THE NOSE-BREAKING SKETCH
Announcer: Chris (?)
Nargwiggler: Steve
Ralph: Tim
ANNOUNCER: The following sketch couldn't possibly be close captioned for the hearing impaired. Think about it.
(F/X: sound of birds, sun etc.)
NARG: Hello.
RALPH: Howdy.
NARG: It's a lovely day, isn't it? This is a beautiful town you've got here... nice landscape...kind of like a Bob Ross® painting.
RALPH: Thanks. And you are...?
NARG: Hmm? Oh, I'm P. Nargwiggler McAnespie, out of Cleveland. You?
RALPH: Ralph Snyder. Born and raised here.
NARG: Oh, good! Then maybe you can help me. I'm looking for the lake but I seem to have gotten lost.
RALPH: Just keep going down this road for another mile. You can't miss it.
NARG: Thanks a lot, Mr. Snyder!
RALPH: Glad to help.
(F/X: pause. More birds chirp. The sun gets louder.)
NARG: Look, do you mind if I break your nose, Mr. Snyder?
RALPH: (pause) Excuse me? Oww! (F/X: This coincides with a nose-being-brokeny sort of sound) You broke my nose! (Be nasal)
NARG: Oh, sorry. Can I get you some ice or something?
RALPH: I can't believe you broke my nose!
NARG: Look, I said I was sorry. Here, let's try singing something..."Grey skies are going to clear up, put on a happy face..." (pause) You're not singing, Mr. Snyder.

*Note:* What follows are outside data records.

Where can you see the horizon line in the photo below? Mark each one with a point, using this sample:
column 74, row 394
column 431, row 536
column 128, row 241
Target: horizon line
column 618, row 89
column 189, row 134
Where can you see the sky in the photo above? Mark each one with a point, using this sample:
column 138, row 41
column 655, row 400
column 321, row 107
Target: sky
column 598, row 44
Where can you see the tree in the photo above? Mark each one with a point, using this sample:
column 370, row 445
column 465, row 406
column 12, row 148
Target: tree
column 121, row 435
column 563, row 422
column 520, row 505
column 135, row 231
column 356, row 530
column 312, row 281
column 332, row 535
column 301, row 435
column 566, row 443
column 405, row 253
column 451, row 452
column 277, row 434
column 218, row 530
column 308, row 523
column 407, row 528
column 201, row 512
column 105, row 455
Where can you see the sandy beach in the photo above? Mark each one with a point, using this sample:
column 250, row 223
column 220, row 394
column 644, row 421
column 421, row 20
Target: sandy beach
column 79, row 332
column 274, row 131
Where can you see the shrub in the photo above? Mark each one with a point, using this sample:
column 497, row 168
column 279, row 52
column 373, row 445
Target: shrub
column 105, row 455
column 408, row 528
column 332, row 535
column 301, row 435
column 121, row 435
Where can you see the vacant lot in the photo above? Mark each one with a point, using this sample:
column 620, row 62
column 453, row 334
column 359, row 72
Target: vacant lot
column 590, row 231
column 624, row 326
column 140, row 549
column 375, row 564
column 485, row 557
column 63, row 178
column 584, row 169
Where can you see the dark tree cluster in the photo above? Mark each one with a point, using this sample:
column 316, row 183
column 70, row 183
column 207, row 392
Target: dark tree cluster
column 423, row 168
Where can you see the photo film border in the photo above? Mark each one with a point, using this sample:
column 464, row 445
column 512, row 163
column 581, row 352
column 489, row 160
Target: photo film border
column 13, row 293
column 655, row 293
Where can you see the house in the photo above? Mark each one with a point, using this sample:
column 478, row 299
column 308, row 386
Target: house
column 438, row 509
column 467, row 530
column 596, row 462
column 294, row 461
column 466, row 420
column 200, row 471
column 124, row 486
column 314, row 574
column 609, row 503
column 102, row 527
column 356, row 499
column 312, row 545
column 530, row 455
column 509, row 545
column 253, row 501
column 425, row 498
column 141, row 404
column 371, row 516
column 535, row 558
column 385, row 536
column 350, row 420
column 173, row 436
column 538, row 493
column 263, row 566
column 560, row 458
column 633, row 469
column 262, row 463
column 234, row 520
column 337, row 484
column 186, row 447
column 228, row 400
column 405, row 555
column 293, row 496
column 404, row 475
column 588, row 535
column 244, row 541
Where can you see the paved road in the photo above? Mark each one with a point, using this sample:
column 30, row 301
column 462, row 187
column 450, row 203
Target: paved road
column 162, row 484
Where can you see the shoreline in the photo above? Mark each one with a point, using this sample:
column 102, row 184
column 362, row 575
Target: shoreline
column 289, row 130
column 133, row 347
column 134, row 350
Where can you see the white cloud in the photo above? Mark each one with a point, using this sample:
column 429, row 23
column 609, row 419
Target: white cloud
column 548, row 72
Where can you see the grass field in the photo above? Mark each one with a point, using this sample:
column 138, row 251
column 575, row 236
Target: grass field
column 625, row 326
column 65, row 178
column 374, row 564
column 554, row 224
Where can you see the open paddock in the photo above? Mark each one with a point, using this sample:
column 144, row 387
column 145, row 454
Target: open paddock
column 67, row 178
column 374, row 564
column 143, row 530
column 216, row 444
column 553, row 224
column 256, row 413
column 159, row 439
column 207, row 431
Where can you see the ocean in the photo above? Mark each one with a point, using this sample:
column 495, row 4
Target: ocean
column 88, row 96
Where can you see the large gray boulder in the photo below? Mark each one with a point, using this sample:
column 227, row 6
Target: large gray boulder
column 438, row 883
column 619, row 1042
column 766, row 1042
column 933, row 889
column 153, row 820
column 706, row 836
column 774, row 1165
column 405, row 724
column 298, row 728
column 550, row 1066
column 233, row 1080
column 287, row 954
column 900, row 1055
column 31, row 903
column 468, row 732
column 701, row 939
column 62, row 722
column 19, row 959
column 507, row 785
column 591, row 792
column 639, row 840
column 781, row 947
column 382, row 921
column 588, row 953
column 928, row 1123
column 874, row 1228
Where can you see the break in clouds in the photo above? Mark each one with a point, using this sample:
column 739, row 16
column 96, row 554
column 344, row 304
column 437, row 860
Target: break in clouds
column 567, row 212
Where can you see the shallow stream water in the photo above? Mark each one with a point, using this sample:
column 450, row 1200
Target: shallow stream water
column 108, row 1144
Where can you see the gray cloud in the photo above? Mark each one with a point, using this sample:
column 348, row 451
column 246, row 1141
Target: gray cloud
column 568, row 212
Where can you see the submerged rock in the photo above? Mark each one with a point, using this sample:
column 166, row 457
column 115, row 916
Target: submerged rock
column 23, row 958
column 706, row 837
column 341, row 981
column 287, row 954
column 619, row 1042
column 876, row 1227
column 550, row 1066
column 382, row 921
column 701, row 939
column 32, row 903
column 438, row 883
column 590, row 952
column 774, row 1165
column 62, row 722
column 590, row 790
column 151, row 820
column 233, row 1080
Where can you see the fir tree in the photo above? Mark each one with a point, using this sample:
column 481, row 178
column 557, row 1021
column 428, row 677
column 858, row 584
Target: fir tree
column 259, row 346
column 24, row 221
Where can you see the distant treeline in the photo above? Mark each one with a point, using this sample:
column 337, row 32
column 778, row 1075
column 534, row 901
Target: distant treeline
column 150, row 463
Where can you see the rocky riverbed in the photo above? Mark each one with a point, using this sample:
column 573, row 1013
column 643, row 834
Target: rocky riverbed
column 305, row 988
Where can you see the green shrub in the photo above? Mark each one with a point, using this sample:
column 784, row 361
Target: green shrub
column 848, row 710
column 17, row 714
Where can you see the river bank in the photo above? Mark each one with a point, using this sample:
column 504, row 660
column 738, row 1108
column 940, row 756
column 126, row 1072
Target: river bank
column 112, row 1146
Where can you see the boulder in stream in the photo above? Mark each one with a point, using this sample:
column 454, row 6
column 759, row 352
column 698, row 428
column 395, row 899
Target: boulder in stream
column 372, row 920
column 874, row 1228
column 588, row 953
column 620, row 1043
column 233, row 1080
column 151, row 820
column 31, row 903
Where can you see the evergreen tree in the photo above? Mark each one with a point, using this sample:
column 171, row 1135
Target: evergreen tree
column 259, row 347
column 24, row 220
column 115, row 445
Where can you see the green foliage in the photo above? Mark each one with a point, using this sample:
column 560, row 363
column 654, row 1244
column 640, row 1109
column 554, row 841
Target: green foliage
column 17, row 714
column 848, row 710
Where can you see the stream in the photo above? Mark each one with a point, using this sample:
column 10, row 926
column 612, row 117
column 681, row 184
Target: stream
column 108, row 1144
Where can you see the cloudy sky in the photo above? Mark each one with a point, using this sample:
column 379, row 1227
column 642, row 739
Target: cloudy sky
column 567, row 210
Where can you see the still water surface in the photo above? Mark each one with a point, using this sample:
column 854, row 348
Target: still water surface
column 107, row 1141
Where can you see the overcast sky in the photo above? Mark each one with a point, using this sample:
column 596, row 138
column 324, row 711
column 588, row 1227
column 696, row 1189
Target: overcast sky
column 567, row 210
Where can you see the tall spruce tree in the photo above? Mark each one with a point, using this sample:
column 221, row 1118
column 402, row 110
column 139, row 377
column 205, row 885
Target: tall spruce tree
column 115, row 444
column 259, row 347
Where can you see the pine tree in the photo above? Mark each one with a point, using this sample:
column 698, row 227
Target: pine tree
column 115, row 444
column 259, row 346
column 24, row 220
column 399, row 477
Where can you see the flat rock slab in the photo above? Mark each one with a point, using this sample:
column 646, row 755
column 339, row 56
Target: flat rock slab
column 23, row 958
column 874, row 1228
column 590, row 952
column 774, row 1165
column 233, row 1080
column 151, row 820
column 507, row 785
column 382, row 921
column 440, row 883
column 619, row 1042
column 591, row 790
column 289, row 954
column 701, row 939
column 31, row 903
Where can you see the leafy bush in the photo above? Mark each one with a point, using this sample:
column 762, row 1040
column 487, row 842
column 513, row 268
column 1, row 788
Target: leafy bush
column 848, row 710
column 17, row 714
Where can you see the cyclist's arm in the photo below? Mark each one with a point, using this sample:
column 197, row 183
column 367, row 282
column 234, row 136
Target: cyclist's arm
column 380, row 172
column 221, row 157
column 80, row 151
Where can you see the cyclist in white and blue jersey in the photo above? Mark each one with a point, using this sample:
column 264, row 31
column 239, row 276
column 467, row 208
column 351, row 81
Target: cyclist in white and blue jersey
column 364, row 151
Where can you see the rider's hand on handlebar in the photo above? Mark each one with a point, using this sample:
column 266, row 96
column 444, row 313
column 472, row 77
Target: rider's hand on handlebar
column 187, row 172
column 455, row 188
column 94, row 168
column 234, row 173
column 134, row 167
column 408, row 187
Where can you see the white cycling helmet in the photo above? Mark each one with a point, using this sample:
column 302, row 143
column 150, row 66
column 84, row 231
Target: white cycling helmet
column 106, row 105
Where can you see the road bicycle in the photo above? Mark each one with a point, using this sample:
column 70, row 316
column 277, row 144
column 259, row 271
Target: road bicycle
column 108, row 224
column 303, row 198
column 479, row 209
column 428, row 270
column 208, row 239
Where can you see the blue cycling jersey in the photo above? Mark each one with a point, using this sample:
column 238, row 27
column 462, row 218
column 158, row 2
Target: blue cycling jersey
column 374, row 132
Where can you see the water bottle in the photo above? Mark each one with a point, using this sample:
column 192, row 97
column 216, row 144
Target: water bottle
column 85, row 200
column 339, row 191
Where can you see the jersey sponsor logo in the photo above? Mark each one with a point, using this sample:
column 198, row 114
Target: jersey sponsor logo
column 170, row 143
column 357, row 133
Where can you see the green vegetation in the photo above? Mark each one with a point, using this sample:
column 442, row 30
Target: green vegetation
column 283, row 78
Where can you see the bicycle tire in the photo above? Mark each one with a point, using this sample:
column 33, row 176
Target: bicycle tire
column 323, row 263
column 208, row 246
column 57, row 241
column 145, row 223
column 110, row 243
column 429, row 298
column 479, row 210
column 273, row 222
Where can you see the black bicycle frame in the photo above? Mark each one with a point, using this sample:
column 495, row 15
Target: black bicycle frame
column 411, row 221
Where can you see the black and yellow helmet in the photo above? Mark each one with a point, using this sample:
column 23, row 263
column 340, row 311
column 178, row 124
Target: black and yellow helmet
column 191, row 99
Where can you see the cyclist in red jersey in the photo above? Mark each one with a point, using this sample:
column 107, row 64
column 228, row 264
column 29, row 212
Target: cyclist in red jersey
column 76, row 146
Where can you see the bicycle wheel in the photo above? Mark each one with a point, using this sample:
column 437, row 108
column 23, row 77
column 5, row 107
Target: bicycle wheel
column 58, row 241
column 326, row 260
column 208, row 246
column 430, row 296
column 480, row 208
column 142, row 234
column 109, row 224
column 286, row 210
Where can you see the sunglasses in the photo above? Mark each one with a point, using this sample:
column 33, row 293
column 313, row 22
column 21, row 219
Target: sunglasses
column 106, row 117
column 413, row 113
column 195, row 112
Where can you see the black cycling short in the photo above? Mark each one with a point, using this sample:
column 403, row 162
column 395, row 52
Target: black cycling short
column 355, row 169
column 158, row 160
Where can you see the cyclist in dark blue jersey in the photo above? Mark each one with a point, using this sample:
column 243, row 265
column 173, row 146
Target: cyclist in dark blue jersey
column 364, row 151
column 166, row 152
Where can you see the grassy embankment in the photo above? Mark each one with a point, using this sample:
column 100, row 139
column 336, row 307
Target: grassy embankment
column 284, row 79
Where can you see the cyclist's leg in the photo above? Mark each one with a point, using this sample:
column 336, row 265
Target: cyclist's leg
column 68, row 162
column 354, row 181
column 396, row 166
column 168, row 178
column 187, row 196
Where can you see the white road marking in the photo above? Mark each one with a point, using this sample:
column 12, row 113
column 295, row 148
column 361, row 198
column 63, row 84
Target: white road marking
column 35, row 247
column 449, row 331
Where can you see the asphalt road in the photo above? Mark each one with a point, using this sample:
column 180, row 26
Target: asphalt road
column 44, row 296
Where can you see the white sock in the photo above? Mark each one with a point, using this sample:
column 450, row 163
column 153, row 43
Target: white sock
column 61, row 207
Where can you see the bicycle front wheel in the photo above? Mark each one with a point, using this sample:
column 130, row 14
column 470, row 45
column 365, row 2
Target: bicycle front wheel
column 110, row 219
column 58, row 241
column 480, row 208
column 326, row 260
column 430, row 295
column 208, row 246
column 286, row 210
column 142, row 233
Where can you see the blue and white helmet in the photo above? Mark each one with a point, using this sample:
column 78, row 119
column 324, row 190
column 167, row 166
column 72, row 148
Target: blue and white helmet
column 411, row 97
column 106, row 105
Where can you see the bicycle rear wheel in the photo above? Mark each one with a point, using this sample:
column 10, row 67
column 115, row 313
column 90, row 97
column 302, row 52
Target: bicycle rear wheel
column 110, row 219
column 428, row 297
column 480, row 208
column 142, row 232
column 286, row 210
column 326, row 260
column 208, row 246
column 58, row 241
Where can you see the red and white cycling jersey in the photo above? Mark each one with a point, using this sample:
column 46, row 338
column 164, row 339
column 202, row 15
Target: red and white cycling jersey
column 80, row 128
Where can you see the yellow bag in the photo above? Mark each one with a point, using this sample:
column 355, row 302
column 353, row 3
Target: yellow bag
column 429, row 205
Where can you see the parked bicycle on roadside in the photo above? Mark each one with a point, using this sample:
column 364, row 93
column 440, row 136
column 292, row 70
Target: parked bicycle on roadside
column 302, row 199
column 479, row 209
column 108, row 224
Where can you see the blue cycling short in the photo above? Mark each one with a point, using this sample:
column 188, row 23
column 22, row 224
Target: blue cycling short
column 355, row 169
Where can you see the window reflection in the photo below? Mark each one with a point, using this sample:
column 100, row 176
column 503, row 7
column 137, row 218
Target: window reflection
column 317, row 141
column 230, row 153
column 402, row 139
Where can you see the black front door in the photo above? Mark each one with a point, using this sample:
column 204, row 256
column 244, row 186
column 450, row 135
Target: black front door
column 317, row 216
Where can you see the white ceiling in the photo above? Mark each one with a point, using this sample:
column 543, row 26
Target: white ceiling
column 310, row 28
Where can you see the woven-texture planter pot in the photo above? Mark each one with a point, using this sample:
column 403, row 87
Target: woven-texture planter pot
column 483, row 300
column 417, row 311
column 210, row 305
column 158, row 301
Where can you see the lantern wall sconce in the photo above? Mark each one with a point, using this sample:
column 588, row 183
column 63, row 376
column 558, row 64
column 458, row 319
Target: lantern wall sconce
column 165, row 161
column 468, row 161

RALPH: How can I have a happy face when part of it is broken?!
NARG: Hmmm...look, do you mind if I shoot your cat?
RALPH: What?? (F/X: bang. meow.) You FCC-approved derogatory term, you shot Fluffums!
NARG: Look, I'm free later on if you need to talk about it...Right now I'm going to go blow up your house, but I'll be by later on after the debris has settled. TTFN. (Goes off whistling earlier song, and then there is a great explosion, and then a great silence.)
RALPH: Darn. And I just had the bathroom redone.